The lupus model was well established and well demonstrated with serology evidence and pathology proof of lupus-mimicking organ damage. Proteomics data of splenic B cells revealed that the most important activated pathways (fold enrichment > 100) demonstrated positive regulation of the MDA5 signaling pathway, negative regulation of IP-10 production, negative regulation of chemokine (C-X-C motif) ligand 2 production, and positive regulation of the RIG-I signaling pathway. A unique protein-protein interactome containing 10 genes was discovered, within which ISG15, IFIH1, IFIT1, DDX60, and DHX58 were demonstrated to be downstream effectors of MDA5 signaling. Finally, we found B-cell intracellular cytosolic proteins via Western blot experiment and continued to observe MDA5-related pathway activation.
In this experiment, we confirmed that the B cells in the lupus murine model focusing on the TLR7 pathway were activated through the MDA5 signaling pathway, an important RNA sensor implicated in the detection of viral infections and autoimmunity. The MDA5 agonist/antagonist RNAs and the detailed molecular interactions within B cells are worthy of further investigation for lupus therapy.

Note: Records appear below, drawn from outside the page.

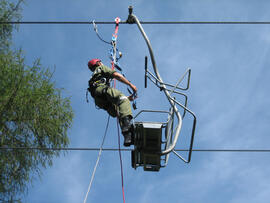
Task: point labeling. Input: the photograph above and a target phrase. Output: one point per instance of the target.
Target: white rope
(95, 168)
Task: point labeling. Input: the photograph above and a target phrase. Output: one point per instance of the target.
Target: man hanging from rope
(111, 99)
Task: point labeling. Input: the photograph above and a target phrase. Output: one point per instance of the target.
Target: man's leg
(125, 114)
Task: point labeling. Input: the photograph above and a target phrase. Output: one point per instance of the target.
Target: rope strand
(95, 168)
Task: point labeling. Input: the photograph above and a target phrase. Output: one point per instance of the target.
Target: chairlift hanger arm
(188, 71)
(133, 19)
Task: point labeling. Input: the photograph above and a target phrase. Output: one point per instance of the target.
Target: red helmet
(93, 63)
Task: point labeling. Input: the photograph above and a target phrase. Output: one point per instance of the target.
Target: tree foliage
(32, 114)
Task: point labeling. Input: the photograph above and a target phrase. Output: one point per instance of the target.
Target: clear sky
(229, 94)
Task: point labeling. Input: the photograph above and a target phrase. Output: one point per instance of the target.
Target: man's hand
(133, 87)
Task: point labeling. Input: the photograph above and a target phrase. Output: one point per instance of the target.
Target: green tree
(33, 114)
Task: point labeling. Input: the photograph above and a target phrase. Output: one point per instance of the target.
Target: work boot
(127, 139)
(127, 130)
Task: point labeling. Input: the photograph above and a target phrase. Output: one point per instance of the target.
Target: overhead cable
(142, 22)
(129, 149)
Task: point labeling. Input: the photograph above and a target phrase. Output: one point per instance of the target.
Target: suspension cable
(6, 148)
(95, 168)
(144, 22)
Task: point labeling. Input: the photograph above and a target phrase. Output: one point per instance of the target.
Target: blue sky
(229, 95)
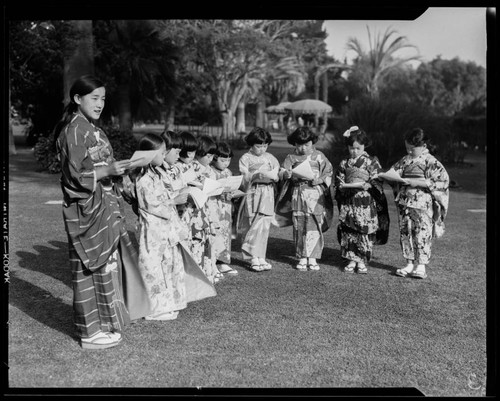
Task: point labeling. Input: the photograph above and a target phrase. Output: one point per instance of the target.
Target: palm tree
(143, 65)
(380, 58)
(321, 73)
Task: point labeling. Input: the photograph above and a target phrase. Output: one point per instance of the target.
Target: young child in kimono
(185, 164)
(422, 203)
(260, 175)
(204, 220)
(220, 165)
(363, 212)
(307, 199)
(160, 232)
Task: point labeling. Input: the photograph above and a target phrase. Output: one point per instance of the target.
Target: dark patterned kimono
(421, 212)
(108, 289)
(363, 214)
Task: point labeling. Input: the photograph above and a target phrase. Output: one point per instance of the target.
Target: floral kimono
(309, 208)
(363, 214)
(204, 224)
(256, 211)
(162, 255)
(224, 207)
(421, 211)
(107, 286)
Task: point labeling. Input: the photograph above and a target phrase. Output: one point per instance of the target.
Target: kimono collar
(96, 130)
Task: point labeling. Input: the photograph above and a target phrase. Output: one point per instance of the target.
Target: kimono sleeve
(325, 170)
(78, 171)
(153, 198)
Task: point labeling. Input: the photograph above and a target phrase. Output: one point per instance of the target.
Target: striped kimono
(256, 211)
(363, 214)
(108, 289)
(421, 212)
(309, 208)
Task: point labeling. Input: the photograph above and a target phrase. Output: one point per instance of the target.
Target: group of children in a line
(185, 249)
(274, 194)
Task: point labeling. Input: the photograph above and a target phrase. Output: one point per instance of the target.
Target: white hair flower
(347, 134)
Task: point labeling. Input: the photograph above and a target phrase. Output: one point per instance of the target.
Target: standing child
(260, 175)
(308, 199)
(108, 291)
(422, 202)
(160, 233)
(220, 166)
(363, 212)
(185, 164)
(205, 221)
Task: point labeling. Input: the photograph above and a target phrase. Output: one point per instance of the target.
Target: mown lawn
(275, 331)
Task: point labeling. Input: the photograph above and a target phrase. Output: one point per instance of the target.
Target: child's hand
(181, 199)
(119, 168)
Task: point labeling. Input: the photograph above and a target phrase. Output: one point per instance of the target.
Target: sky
(448, 32)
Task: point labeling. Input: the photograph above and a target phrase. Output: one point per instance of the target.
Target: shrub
(387, 121)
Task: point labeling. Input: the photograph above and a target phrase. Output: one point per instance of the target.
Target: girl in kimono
(185, 164)
(306, 199)
(108, 291)
(363, 212)
(161, 231)
(205, 220)
(260, 175)
(220, 165)
(422, 203)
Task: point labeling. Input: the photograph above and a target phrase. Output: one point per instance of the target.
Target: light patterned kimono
(256, 210)
(160, 234)
(224, 209)
(204, 223)
(363, 214)
(310, 207)
(421, 211)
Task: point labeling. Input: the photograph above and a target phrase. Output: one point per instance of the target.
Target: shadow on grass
(40, 305)
(47, 260)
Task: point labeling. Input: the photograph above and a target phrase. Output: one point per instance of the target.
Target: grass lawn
(283, 329)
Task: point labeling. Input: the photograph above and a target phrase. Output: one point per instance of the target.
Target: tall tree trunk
(79, 56)
(12, 145)
(316, 88)
(170, 115)
(240, 117)
(227, 124)
(124, 109)
(259, 112)
(325, 87)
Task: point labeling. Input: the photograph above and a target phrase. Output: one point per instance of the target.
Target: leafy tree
(36, 59)
(371, 66)
(140, 67)
(451, 86)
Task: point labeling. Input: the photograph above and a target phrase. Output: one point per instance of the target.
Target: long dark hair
(82, 86)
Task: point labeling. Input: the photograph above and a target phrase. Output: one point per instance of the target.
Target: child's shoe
(256, 266)
(419, 272)
(405, 270)
(302, 265)
(362, 268)
(350, 267)
(313, 265)
(264, 264)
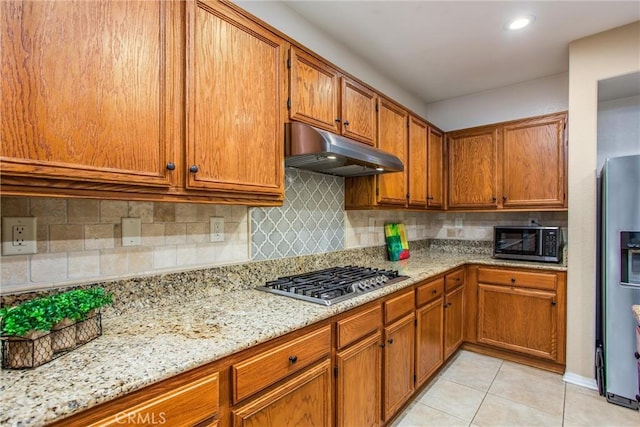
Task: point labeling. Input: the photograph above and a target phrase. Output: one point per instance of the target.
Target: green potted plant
(26, 326)
(88, 303)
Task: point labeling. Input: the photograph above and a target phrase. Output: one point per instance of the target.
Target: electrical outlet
(19, 235)
(216, 229)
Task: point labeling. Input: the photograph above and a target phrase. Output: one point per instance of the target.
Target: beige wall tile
(142, 210)
(84, 264)
(187, 255)
(197, 232)
(48, 268)
(186, 212)
(80, 211)
(164, 212)
(14, 270)
(175, 233)
(152, 234)
(49, 211)
(140, 259)
(164, 257)
(14, 206)
(65, 238)
(99, 236)
(112, 211)
(114, 262)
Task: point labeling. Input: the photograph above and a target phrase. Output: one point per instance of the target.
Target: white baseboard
(576, 379)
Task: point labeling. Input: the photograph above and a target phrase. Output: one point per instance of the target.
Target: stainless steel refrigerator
(619, 281)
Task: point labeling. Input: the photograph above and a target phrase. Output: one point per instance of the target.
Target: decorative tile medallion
(310, 221)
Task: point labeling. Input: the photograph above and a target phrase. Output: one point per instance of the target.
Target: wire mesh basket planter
(42, 347)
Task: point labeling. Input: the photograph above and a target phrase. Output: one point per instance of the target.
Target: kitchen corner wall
(79, 241)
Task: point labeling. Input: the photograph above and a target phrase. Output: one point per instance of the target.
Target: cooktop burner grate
(332, 285)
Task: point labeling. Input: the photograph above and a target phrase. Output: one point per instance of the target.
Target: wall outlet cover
(19, 235)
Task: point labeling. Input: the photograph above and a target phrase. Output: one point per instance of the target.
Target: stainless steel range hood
(310, 148)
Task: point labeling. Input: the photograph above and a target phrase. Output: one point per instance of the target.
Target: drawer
(526, 279)
(429, 291)
(258, 372)
(359, 325)
(397, 307)
(453, 280)
(187, 405)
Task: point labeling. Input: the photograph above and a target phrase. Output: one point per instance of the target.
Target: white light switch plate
(216, 229)
(131, 230)
(19, 235)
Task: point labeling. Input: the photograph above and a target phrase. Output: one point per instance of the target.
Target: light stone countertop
(138, 349)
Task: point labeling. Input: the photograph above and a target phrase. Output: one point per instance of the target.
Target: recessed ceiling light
(520, 22)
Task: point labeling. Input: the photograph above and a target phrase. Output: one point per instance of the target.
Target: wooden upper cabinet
(472, 162)
(236, 103)
(417, 162)
(314, 91)
(87, 90)
(392, 137)
(534, 162)
(435, 170)
(358, 112)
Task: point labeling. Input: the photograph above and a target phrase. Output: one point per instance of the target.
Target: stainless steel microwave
(542, 244)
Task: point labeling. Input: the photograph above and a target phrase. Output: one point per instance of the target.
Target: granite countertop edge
(139, 349)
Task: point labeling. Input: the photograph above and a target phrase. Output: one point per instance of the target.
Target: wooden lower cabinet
(303, 400)
(398, 364)
(506, 319)
(358, 383)
(429, 339)
(453, 320)
(522, 311)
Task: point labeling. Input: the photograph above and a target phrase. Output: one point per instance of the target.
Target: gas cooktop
(332, 285)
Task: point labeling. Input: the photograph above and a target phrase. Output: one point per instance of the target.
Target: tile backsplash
(80, 241)
(310, 221)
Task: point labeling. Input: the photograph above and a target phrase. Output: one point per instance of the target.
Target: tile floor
(480, 391)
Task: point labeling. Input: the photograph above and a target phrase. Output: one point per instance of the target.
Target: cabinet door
(429, 340)
(359, 384)
(236, 87)
(534, 165)
(417, 162)
(313, 93)
(453, 320)
(398, 364)
(435, 182)
(472, 169)
(358, 112)
(86, 92)
(505, 317)
(303, 400)
(392, 137)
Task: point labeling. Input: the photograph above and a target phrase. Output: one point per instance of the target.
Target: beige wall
(604, 55)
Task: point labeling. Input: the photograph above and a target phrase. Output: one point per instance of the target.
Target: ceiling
(444, 49)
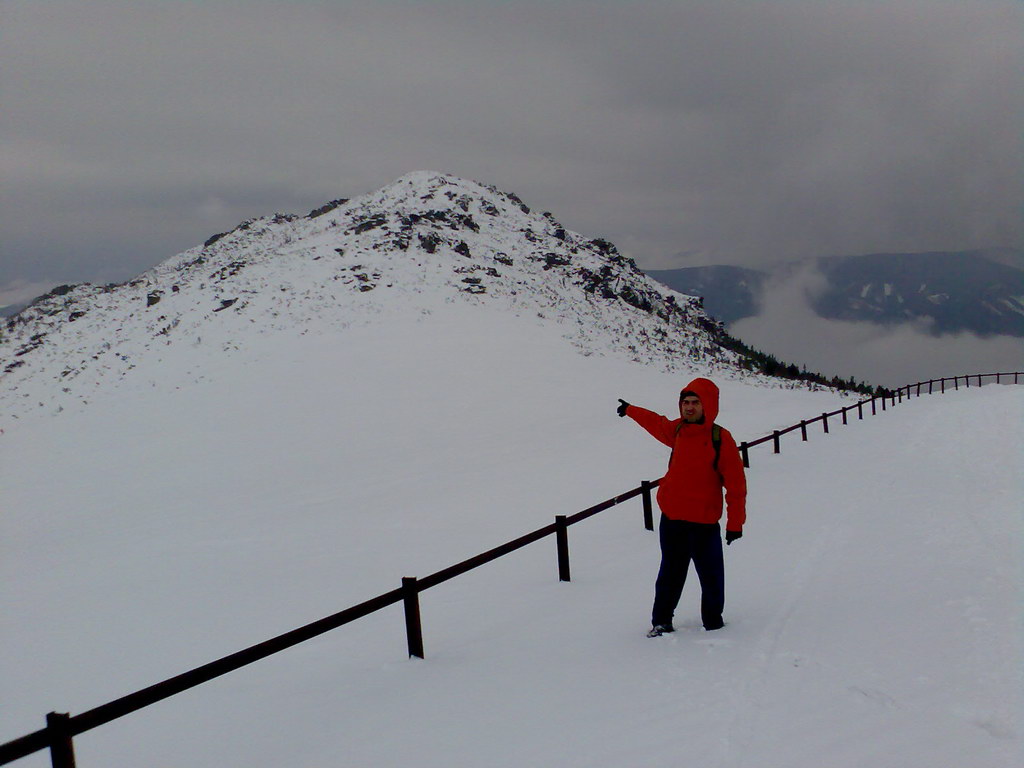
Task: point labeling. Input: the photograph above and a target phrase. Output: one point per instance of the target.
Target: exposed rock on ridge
(422, 242)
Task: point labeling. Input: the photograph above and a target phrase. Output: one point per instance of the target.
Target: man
(690, 499)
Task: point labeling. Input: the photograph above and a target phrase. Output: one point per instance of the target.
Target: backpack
(716, 441)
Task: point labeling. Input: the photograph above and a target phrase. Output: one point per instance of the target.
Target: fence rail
(61, 728)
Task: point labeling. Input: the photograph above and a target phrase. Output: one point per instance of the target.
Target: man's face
(690, 409)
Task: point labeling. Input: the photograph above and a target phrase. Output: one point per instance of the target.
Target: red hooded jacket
(691, 489)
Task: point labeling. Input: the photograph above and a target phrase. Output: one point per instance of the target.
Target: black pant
(681, 542)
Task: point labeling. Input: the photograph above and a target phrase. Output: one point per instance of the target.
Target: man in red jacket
(705, 460)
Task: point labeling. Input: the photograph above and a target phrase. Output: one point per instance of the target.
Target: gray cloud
(892, 356)
(738, 132)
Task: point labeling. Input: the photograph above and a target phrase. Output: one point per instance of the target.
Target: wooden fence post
(61, 748)
(562, 542)
(648, 509)
(414, 630)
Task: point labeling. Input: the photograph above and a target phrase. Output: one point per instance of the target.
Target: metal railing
(60, 729)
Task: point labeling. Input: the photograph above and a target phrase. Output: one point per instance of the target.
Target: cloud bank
(734, 132)
(892, 356)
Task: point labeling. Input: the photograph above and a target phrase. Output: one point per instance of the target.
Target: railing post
(61, 748)
(648, 508)
(562, 541)
(414, 630)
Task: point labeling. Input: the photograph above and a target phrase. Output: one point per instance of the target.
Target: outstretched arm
(659, 427)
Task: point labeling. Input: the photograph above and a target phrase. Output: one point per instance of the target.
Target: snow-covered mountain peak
(426, 242)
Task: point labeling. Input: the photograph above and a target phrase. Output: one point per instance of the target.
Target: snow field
(872, 607)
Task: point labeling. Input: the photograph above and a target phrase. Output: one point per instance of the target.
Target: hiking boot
(660, 629)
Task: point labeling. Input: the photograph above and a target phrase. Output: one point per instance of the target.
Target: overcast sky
(685, 132)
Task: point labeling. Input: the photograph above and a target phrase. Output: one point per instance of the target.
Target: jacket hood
(708, 392)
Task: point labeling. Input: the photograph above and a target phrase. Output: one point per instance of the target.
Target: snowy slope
(423, 243)
(872, 603)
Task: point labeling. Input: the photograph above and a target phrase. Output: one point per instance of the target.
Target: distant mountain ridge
(426, 241)
(981, 292)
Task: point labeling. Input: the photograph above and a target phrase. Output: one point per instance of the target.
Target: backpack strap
(716, 441)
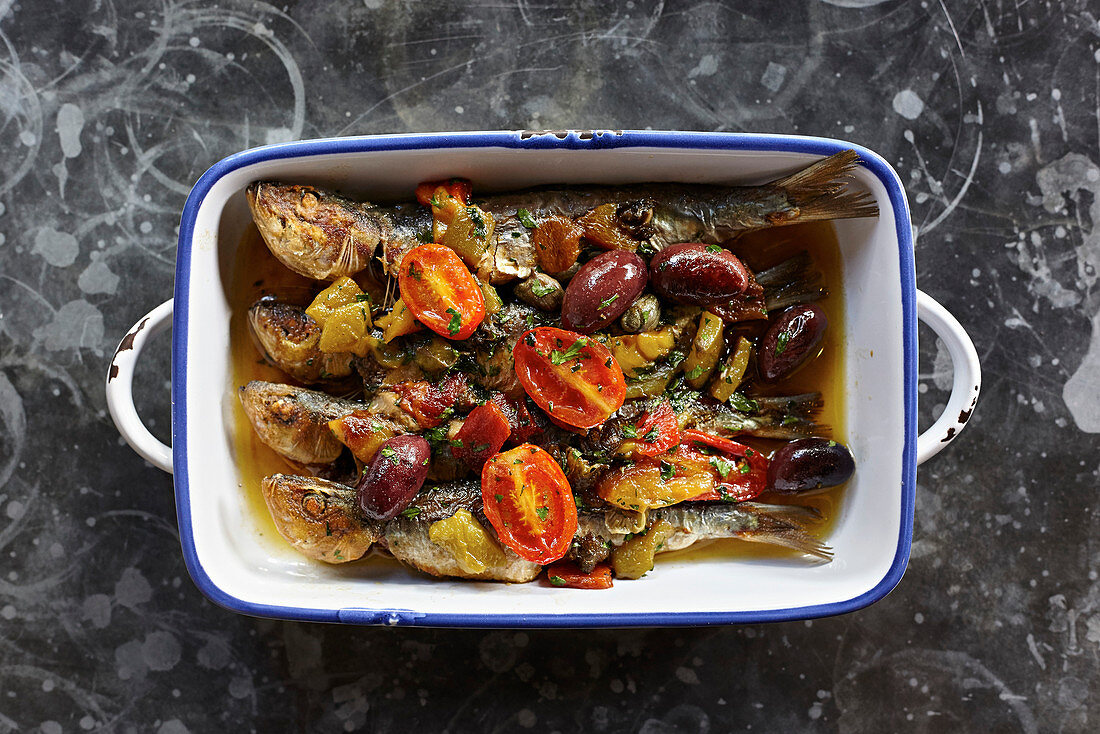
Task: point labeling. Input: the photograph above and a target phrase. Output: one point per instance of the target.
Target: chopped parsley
(781, 341)
(525, 218)
(455, 321)
(558, 357)
(744, 404)
(723, 466)
(479, 220)
(540, 289)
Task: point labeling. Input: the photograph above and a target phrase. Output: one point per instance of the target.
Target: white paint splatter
(908, 105)
(97, 277)
(773, 76)
(707, 66)
(1081, 392)
(76, 325)
(58, 249)
(69, 126)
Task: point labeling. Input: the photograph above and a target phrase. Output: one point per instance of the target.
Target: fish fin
(789, 416)
(778, 527)
(821, 192)
(793, 281)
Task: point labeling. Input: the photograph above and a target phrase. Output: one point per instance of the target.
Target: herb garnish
(455, 321)
(525, 218)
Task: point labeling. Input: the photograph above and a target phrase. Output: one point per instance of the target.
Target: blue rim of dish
(564, 140)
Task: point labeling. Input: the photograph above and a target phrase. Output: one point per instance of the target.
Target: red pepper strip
(744, 479)
(427, 402)
(567, 574)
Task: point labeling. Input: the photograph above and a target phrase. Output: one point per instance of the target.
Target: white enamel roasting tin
(242, 571)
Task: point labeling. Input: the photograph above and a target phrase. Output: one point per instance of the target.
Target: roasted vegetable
(397, 322)
(463, 536)
(557, 243)
(541, 292)
(635, 558)
(733, 372)
(644, 315)
(705, 350)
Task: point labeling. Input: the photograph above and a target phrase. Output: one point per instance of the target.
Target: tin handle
(965, 385)
(120, 380)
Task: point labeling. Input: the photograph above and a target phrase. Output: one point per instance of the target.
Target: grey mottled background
(110, 109)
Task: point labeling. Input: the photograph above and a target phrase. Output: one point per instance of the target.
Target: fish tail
(793, 281)
(788, 416)
(821, 190)
(783, 525)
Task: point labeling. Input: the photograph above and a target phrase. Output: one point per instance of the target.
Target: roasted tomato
(572, 378)
(567, 574)
(440, 292)
(655, 433)
(460, 188)
(740, 472)
(482, 435)
(529, 503)
(428, 402)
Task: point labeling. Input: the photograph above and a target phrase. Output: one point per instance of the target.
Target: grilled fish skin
(694, 522)
(322, 234)
(288, 338)
(294, 420)
(320, 518)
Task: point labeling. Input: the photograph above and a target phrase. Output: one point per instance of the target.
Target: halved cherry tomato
(567, 574)
(655, 433)
(482, 435)
(735, 480)
(572, 378)
(428, 402)
(529, 503)
(440, 292)
(460, 188)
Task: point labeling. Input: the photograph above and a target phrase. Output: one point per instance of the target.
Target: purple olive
(394, 477)
(792, 339)
(602, 289)
(697, 274)
(810, 463)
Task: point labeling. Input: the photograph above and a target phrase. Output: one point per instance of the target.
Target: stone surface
(109, 111)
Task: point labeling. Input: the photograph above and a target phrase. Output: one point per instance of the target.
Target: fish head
(318, 517)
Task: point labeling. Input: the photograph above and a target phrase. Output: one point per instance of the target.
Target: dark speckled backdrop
(110, 109)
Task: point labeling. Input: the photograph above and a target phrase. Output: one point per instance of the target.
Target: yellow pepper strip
(342, 292)
(468, 541)
(730, 375)
(704, 350)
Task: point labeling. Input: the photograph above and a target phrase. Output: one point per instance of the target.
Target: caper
(541, 292)
(644, 315)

许多环境刺激因素可能会影响狼疮,尤其是病毒感染。在这项研究中,我们使用咪喹莫特诱导的狼疮小鼠模型,重点关注 TLR7 途径和蛋白质组学分析,以确定与病毒感染相关的特定途径以及脾 B 细胞中的相关蛋白表达,从而深入了解狼疮模型中 B 细胞对病毒感染的反应。
我们用咪喹莫特处理 FVB/N 野生型小鼠 8 周,以诱导狼疮症状和体征,提取脾细胞,选择 B 细胞,并进行蛋白质组学分析。在进行 Western blot 分析之前,将 B 细胞与 CD40L+饲养细胞共培养一周。在这个狼疮小鼠模型中,使用 Panther 途径分析来揭示激活的途径,并使用 STRING 数据库分析蛋白质-蛋白质相互作用网络。
成功建立了狼疮模型,并通过狼疮样器官损伤的血清学证据和病理学证据得到了很好的证明。脾 B 细胞的蛋白质组学数据显示,最重要的激活途径(折叠富集>100)表现为 MDA5 信号通路的正调控、IP-10 产生的负调控、趋化因子(C-X-C 基序)配体 2 产生的负调控以及 RIG-I 信号通路的正调控。发现了一个独特的蛋白质-蛋白质相互作用网络,包含 10 个基因,其中 ISG15、IFIH1、IFIT1、DDX60 和 DHX58 被证明是 MDA5 信号通路的下游效应物。最后,我们通过 Western blot 实验发现了 B 细胞胞质内蛋白,并继续观察 MDA5 相关途径的激活。
在这项实验中,我们证实了 TLR7 途径的狼疮小鼠模型中的 B 细胞通过 MDA5 信号通路被激活,MDA5 是一种重要的 RNA 传感器,参与病毒感染和自身免疫的检测。MDA5 激动剂/拮抗剂 RNA 以及 B 细胞内的详细分子相互作用值得进一步研究,以用于狼疮治疗。